Census shows homeownership drop

11 December 2012

Mother with her baby outside their front door

Census data from the Office of National Statistics shows that homeownership has fallen for the first time since records began 60 years ago.

Since 2001, homeownership overall has fallen by seven per cent, while the proportion of homes owned with a mortgage has dropped by 15 per cent.

The historic shift reflects the growing trend in young people and families who are unable to get a foot on the property ladder.

Rising numbers are being pushed into the country’s rapidly expanding private rental market. The proportion of homes rented privately has rocketed by 69 per cent since 2001.

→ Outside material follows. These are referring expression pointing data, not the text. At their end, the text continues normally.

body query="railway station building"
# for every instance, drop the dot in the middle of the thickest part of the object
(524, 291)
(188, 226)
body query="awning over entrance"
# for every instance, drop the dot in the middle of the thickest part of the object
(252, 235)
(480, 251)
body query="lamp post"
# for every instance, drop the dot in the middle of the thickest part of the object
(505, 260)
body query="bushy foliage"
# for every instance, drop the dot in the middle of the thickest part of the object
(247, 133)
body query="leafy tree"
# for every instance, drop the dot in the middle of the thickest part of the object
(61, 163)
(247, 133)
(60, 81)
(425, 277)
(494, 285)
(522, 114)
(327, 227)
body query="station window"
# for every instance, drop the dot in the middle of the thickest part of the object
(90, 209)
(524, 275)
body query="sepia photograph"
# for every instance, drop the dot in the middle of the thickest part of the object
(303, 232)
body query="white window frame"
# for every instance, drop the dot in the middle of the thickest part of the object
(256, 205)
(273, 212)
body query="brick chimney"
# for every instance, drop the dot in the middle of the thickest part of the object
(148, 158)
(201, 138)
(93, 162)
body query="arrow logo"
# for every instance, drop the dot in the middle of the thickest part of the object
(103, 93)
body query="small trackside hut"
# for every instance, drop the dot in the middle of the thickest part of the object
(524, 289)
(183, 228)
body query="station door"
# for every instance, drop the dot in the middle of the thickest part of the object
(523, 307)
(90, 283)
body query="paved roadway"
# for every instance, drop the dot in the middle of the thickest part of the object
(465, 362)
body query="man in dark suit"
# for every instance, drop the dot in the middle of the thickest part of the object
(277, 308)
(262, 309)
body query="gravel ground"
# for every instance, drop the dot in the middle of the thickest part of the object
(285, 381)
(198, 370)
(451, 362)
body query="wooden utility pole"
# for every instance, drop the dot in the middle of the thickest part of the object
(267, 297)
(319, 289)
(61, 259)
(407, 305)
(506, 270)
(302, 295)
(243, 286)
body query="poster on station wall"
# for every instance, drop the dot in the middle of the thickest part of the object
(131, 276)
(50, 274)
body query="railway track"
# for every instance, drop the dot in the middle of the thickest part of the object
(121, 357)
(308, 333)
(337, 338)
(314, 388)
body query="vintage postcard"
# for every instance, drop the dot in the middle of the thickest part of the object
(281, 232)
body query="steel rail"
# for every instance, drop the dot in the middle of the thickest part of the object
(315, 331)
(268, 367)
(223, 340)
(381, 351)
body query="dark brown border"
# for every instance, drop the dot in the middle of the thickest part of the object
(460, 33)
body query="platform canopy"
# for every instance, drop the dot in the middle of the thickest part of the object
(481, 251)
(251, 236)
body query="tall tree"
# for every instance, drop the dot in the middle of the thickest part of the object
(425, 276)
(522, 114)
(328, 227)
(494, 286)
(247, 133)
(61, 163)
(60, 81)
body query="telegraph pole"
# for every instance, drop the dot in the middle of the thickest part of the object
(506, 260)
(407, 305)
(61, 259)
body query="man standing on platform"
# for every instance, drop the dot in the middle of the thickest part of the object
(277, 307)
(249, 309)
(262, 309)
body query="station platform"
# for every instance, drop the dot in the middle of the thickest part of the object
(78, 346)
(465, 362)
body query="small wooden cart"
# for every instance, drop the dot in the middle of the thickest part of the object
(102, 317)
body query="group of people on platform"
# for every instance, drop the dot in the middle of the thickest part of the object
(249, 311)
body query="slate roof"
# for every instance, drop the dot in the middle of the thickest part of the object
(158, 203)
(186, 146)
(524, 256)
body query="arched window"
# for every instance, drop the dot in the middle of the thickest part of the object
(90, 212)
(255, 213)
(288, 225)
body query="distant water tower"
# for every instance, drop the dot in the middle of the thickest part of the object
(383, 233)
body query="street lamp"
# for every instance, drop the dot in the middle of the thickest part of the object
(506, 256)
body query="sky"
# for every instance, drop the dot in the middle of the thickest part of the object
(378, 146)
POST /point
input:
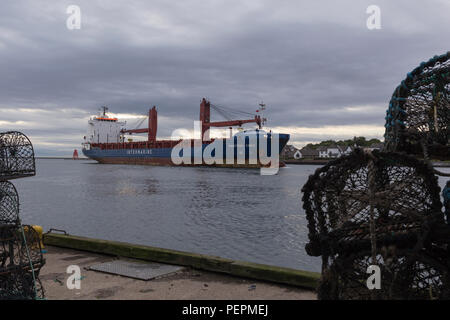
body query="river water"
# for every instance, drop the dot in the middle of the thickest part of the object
(232, 213)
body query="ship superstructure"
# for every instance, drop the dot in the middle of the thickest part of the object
(106, 142)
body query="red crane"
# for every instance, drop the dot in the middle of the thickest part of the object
(205, 117)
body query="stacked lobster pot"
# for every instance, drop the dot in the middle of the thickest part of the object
(20, 247)
(381, 211)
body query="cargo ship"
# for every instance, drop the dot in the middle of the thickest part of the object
(107, 142)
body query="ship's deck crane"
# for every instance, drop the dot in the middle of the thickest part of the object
(205, 117)
(152, 125)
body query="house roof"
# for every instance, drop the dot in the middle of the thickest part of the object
(309, 152)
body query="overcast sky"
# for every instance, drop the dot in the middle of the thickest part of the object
(322, 73)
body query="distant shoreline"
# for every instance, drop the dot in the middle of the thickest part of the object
(437, 164)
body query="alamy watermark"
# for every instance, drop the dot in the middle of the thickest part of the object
(74, 280)
(374, 280)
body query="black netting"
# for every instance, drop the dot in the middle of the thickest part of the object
(20, 248)
(16, 156)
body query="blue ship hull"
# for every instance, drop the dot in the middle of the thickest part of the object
(163, 156)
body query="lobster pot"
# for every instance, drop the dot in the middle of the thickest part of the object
(20, 285)
(418, 117)
(20, 249)
(403, 274)
(9, 204)
(399, 193)
(16, 156)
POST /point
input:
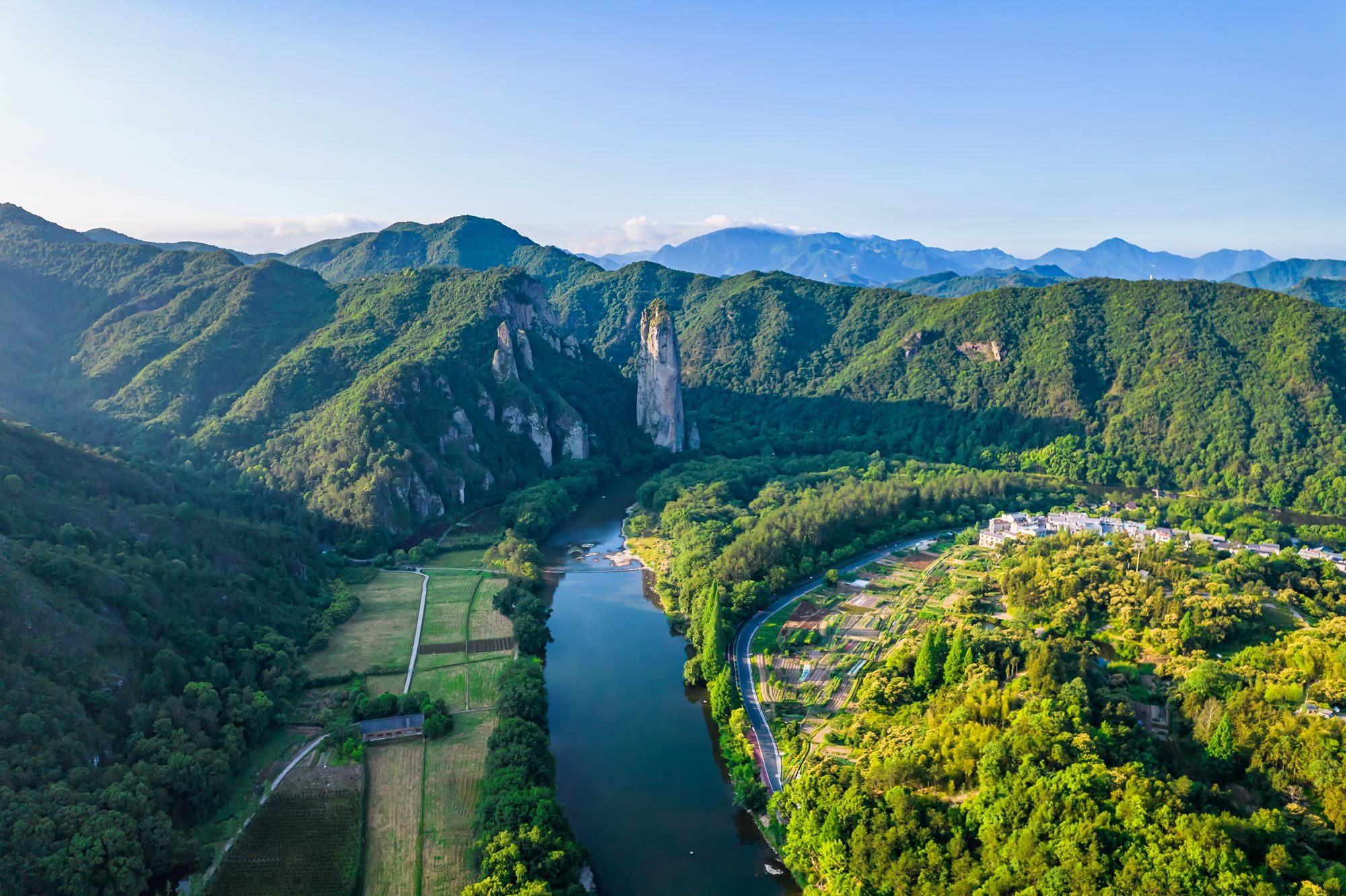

See the latest figures for your area 

If current trends continue, the next generation will be bringing up their families in insecure rented housing or at home with their parents. A recent YouGov poll for Shelter revealed that 44 per cent of Britons believe their children or future children won’t be able to afford a decent home.

Shelter’s chief executive, Campbell Robb, said: ‘These figures confirm that homeownership is slipping further and further out of reach, no matter how hard people work or save.

‘This means young people are living at home well into their thirties, desperate to get on in life but unable to afford a place of their own.

Meanwhile, more young families are stuck in rented housing under constant threat of being evicted, worrying about whether they’ll have to move again’.

Mr Robb continued: ‘Today’s broken housing market isn’t the result of the credit crunch or mortgage lending, but decades of underinvestment in building the affordable homes we need. The Government has got to get a grip on this situation now, otherwise the chances of the next generation getting an affordable home look increasingly bleak.’